# Fish Feeding help



## vquinnt (Sep 30, 2008)

I am having two seperate fish that I am having feeding issues and am hoping for some advise.

First I have a small clownfish that just seems to spit everything out I give it, I have tried just about everything that I have read they will eat and everything seems to just go in and out.

Second is with a Black Cap Basslet that just sits in a spot at the bottom of the tank and it is about impossible to get food directly to it. The Issue may be that it is new to the tank and still getting used to it. Sould I just be waiting until it comes out to feed, or am i going to have to find a way to get food to it?

Any advise would be greatly appriciated as I know how uneatten food will begin to cause tank problems very quickly. I am new to this hobby and feeding is one of the things that I have had issues answering my questions through other threads so any commits not related to the 2 issues would be helpful as well

Thanks,

BTW, 29 Gallon Biocude, all the water levels are good, 20 pounds Live rock.


----------



## Kellsindell (Sep 15, 2008)

Question: Did you get from a pet store and did you get the food they were feeding them? If no you should start doing this with future fish that way you can aclimate them to your food. (it may be pricy, but you won't lose a fish which is more costly) (and you should always quarintine all new livestock you add to the tank for pests or ick or misc)
You should have quarintined them both and gave them food that you know they were eating before and then slowly worked the food into your own. if you didn't get them from a LFS or have no idea what they were eating, then them being in the quarintine would have given them time to get use to the food hitting them, and always try to keep it on a schedual. feed once a day at 9pm right before lights turn off or at 7am a bit before lights turn on or a 1pm or whatever works best for you. Consistency helps with the aclimation of food.

Since the fish are in the tank teach yourself to be on a schedual and don't over feed unless you have an awsome skimmer, just feed enough. many times Clowns like to spit and eat spit and eat over and over again, they eat a little, but not much at first. I've know Basslet fish to be a bit on the shy side initally which is why it's not eating. when you feed, add a bit of garlic to the food to stimmulate their appitite then walk away from the tank so you're out of their view. with clowns, they like to watch you more then eat most of the time and the basslet will be too afraid of you to eat which is why it keeps hiding.

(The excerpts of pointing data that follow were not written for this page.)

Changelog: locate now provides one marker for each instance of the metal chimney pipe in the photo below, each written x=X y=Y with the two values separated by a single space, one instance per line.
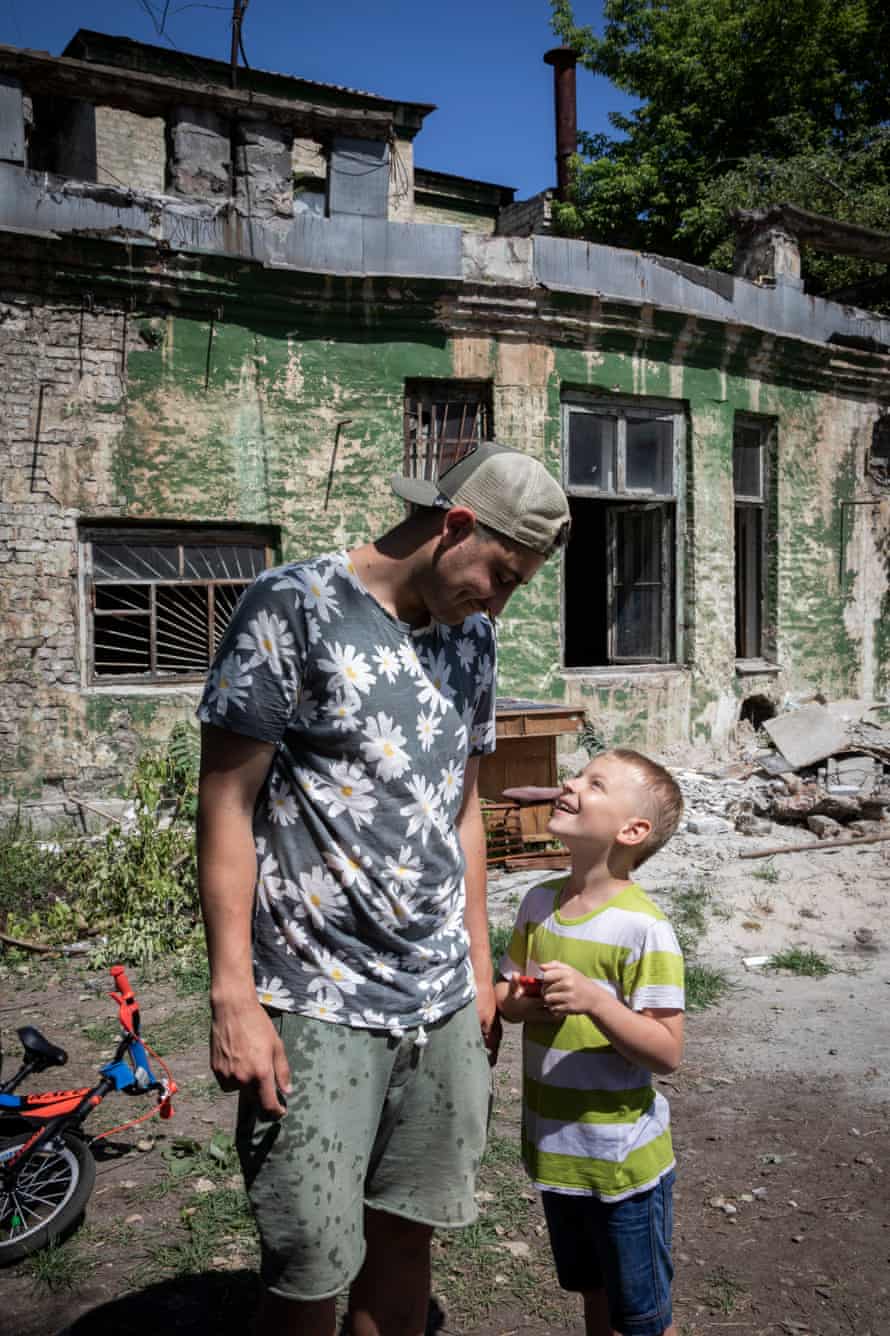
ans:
x=564 y=60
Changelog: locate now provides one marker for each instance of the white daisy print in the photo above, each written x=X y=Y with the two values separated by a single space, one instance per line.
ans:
x=340 y=974
x=452 y=782
x=348 y=670
x=273 y=993
x=428 y=730
x=430 y=1010
x=410 y=660
x=349 y=791
x=282 y=803
x=341 y=711
x=269 y=640
x=465 y=652
x=229 y=684
x=318 y=593
x=385 y=747
x=422 y=814
x=320 y=895
x=405 y=871
x=388 y=664
x=324 y=1001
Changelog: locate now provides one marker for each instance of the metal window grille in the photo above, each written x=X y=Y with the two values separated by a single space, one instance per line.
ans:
x=442 y=421
x=159 y=605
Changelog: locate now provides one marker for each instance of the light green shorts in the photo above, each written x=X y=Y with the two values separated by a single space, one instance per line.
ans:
x=372 y=1121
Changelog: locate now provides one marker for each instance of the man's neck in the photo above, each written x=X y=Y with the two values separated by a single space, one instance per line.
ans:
x=389 y=573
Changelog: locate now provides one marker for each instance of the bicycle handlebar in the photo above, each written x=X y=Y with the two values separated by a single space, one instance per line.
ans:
x=127 y=1005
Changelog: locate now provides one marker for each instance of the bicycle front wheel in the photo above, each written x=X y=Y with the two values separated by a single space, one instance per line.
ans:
x=47 y=1197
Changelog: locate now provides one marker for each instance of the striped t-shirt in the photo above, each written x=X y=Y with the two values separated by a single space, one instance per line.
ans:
x=592 y=1121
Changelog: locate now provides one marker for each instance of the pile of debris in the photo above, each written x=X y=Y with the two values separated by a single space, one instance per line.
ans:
x=829 y=770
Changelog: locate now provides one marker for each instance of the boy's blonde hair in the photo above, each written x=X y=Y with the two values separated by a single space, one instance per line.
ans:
x=662 y=799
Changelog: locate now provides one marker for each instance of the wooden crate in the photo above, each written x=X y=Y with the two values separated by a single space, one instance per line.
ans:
x=527 y=732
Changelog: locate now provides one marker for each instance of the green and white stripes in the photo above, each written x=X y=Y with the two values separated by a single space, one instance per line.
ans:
x=592 y=1121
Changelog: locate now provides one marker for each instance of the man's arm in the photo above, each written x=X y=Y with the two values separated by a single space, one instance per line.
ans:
x=245 y=1049
x=471 y=832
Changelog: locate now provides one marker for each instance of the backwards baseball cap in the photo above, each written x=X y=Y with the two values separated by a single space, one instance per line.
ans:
x=508 y=492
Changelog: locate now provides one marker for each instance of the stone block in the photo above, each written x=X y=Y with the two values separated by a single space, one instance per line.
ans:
x=201 y=163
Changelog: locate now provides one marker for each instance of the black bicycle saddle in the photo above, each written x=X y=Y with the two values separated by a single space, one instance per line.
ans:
x=38 y=1046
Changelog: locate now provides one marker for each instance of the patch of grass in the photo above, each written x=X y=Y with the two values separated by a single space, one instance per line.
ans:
x=58 y=1267
x=475 y=1271
x=722 y=1292
x=179 y=1030
x=217 y=1224
x=193 y=975
x=799 y=959
x=703 y=986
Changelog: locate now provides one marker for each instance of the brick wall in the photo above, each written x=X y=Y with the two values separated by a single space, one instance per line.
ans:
x=130 y=150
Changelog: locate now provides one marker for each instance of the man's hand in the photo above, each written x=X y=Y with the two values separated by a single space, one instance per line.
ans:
x=488 y=1020
x=567 y=991
x=246 y=1050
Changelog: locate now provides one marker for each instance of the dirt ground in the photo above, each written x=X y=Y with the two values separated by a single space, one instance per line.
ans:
x=781 y=1116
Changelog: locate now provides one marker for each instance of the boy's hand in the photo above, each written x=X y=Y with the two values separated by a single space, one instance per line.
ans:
x=567 y=991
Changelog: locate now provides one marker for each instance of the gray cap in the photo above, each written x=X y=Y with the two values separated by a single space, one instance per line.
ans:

IN short, feed tank and walk away and watch from distance.


----------



## onefish2fish (Jul 22, 2008)

Kellsindell said:


> ...don't over feed unless you have an awsome skimmer, just feed enough...
> 
> ...add a bit of garlic to the food to stimmulate their appitite...


 
IMO overfeeding regardless of your skimmer is unexceptable


and fish stores sell garlic solutions in a bottle (i think its originally meant to boost immune systems in fish but it was found to increase appetites)
put your food in a smaller dish and add a small amount of the garlic, i suggest using a pipette to suck up the food then stick it into the water and squirt out desired amount, this way the fish see pipette and that = food.

or ive heard of people using clear tubing to inject food down to a specific location, as your basslet that your trying to feed. try this, slowly lower down a peice of clear air tubing to your fish and shoot food down it, you may have to shoot food then just water after wards to work it down to him. its a good way to spot feed and also will get the fish to know tube=food.


----------